Well, the writing doesn’t hold up as much, but how does the rest of it fare? Honestly, the rest of the production isn’t half bad. One of the serious problems I’ve had with some found footage films is the following of the write-every-main-character-to-be-unlikable lemming and thankfully we don’t get too much of that here; the only one who really comes close is Quinn, but he narrowly avoids being overly annoying at any point and mostly sticks to being mildly annoying. The acting, likewise, is pretty good too; I have to give Jonny Weston props for handling his character’s downward spiral in mental clarity during the final reel as well as he did and adding some much-needed oomph to the otherwise kind of tepid ending. I’ve seen a lot of flack given to the found footage camera work, but honestly this is easily some of the slickest I’ve seen in a while for this kind of film; it may be a little too slick and really blurs the line between standard footage and found footage at times, but it looks good. Even the glitch camera effects work here, culminating in what feels like a bit of self-awareness with the finale being filmed with the whites being off-balance due to the camera being knocked around so much. Also, it manages to capture that air of teen wish fulfillment without delving into Project X territory: Getting backstage and on-stage at Lalapalooza, getting the dream girl, building a working time machine out of an Xbox 360 (Yes, as per Michael Bay’s M.O., this film is riddled with product placement); it may be pandering, but it’s pandering that works.

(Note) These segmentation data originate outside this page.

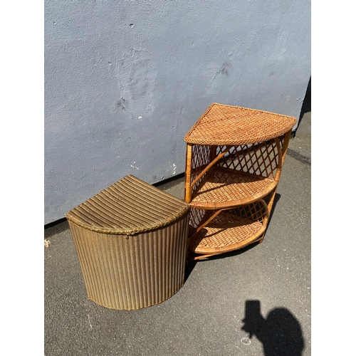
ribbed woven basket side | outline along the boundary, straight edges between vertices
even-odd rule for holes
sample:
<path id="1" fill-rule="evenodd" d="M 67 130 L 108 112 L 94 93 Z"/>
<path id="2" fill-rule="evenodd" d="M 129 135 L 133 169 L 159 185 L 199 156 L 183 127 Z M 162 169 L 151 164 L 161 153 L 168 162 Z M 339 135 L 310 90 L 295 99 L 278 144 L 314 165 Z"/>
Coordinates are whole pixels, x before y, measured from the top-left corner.
<path id="1" fill-rule="evenodd" d="M 106 234 L 69 221 L 88 297 L 117 310 L 158 304 L 184 284 L 189 214 L 132 236 Z"/>

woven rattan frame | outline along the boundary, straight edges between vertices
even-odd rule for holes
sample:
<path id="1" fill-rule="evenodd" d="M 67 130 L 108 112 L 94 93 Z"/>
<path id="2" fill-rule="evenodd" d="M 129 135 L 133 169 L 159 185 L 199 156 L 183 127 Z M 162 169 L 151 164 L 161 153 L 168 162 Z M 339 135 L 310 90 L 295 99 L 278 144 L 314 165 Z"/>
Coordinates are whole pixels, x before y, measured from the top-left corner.
<path id="1" fill-rule="evenodd" d="M 291 116 L 214 103 L 184 140 L 195 145 L 254 144 L 281 136 L 295 123 Z"/>
<path id="2" fill-rule="evenodd" d="M 262 241 L 296 121 L 213 103 L 187 132 L 184 200 L 192 208 L 189 249 L 203 254 L 194 259 Z M 256 209 L 251 204 L 263 206 L 263 221 L 251 224 L 245 217 L 246 209 Z M 219 232 L 214 224 L 219 225 Z"/>
<path id="3" fill-rule="evenodd" d="M 192 209 L 194 216 L 199 209 Z M 205 210 L 198 229 L 189 236 L 189 251 L 203 256 L 241 248 L 263 239 L 268 220 L 268 209 L 263 199 L 236 208 L 216 211 Z"/>

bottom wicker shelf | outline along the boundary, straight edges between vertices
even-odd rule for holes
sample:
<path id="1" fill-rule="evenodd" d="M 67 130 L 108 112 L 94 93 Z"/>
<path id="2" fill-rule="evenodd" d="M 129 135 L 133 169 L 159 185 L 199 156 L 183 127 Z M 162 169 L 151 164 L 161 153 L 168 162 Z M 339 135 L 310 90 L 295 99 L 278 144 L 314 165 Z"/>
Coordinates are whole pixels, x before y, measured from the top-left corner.
<path id="1" fill-rule="evenodd" d="M 190 236 L 189 251 L 210 256 L 241 248 L 263 236 L 267 220 L 241 216 L 234 209 L 221 211 Z"/>

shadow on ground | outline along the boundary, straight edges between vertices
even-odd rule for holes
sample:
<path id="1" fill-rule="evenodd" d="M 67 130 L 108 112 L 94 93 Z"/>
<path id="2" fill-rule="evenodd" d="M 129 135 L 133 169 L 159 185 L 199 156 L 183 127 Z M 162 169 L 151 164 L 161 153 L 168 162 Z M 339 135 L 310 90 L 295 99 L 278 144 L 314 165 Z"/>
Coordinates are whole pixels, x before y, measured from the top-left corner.
<path id="1" fill-rule="evenodd" d="M 301 356 L 304 339 L 299 322 L 285 308 L 273 309 L 265 319 L 260 300 L 246 300 L 242 330 L 255 335 L 263 345 L 265 356 Z M 248 339 L 246 339 L 248 342 Z"/>

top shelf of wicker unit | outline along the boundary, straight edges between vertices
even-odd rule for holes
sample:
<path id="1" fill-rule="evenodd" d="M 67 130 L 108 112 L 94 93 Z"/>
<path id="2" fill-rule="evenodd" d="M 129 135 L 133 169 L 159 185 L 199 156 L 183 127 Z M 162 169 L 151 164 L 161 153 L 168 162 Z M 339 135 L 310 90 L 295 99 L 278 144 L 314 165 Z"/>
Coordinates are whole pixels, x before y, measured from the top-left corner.
<path id="1" fill-rule="evenodd" d="M 250 145 L 281 136 L 296 122 L 291 116 L 214 103 L 184 140 L 194 145 Z"/>

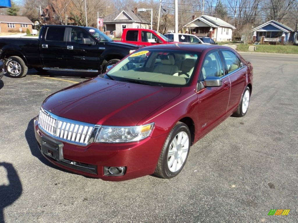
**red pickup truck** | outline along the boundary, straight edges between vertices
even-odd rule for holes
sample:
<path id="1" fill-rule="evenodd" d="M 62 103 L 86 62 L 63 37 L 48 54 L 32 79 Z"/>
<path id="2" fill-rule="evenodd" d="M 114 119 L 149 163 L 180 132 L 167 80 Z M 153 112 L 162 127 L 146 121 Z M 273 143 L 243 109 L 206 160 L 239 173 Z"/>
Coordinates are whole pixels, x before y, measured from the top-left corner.
<path id="1" fill-rule="evenodd" d="M 178 43 L 169 40 L 158 32 L 144 29 L 125 29 L 121 42 L 143 46 L 150 46 L 156 43 Z"/>

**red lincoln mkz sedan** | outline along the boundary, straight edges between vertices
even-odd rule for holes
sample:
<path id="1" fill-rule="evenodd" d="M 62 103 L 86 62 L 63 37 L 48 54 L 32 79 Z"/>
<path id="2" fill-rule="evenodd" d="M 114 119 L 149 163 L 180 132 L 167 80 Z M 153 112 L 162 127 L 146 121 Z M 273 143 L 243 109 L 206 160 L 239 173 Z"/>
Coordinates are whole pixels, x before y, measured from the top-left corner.
<path id="1" fill-rule="evenodd" d="M 230 116 L 245 115 L 252 78 L 252 65 L 228 47 L 144 47 L 103 78 L 49 96 L 35 137 L 47 159 L 81 174 L 171 178 L 191 146 Z"/>

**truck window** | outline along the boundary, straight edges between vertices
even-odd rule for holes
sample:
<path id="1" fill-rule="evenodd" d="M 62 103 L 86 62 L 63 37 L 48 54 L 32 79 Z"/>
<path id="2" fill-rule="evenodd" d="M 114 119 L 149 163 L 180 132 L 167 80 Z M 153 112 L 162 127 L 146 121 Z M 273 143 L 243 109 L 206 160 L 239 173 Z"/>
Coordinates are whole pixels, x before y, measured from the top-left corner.
<path id="1" fill-rule="evenodd" d="M 65 30 L 65 28 L 63 27 L 48 27 L 46 31 L 46 40 L 49 41 L 64 41 Z"/>
<path id="2" fill-rule="evenodd" d="M 181 43 L 190 43 L 190 42 L 189 36 L 181 34 L 179 34 L 179 42 Z"/>
<path id="3" fill-rule="evenodd" d="M 138 41 L 138 35 L 139 31 L 138 30 L 128 30 L 126 33 L 127 41 Z"/>

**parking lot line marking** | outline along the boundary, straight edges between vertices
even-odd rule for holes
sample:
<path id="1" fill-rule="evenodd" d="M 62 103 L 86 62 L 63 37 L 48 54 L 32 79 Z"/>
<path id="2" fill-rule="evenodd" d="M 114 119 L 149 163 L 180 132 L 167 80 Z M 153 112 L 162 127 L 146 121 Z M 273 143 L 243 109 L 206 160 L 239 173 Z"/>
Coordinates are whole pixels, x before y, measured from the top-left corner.
<path id="1" fill-rule="evenodd" d="M 53 77 L 41 77 L 41 76 L 40 76 L 40 77 L 44 77 L 45 78 L 49 78 L 50 79 L 54 79 L 54 80 L 58 80 L 58 81 L 67 81 L 68 82 L 71 82 L 72 83 L 75 83 L 76 84 L 77 84 L 78 83 L 79 83 L 79 82 L 77 82 L 76 81 L 69 81 L 68 80 L 63 80 L 63 79 L 59 79 L 58 78 L 54 78 Z"/>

The last time I saw a found footage film do it this well, it was with Chronicle; although, I will admit that that film made better use of the FF approach and gave it some dramatic weight to boot.


All in all, while the production as a whole is serviceable, the time travel writing itself doesn’t add enough ingenuity to be of any true merit, not to mention being filled with general plot holes that the majority isn’t able to cover up for. The fact that the plot, like I said, is as derivative as it is only makes recommending this film on any real level even harder. It’s better than Unbroken, as the writing feels a lot more consistent this time around, but it falls short of The Gambler, where the writing has a bit more thought put into it. While I’d highly recommend checking out other recent time travel films instead like Looper, About Time or even last year’s Predestination, this isn’t really a bad watch; it’s just a statistic amongst its peers.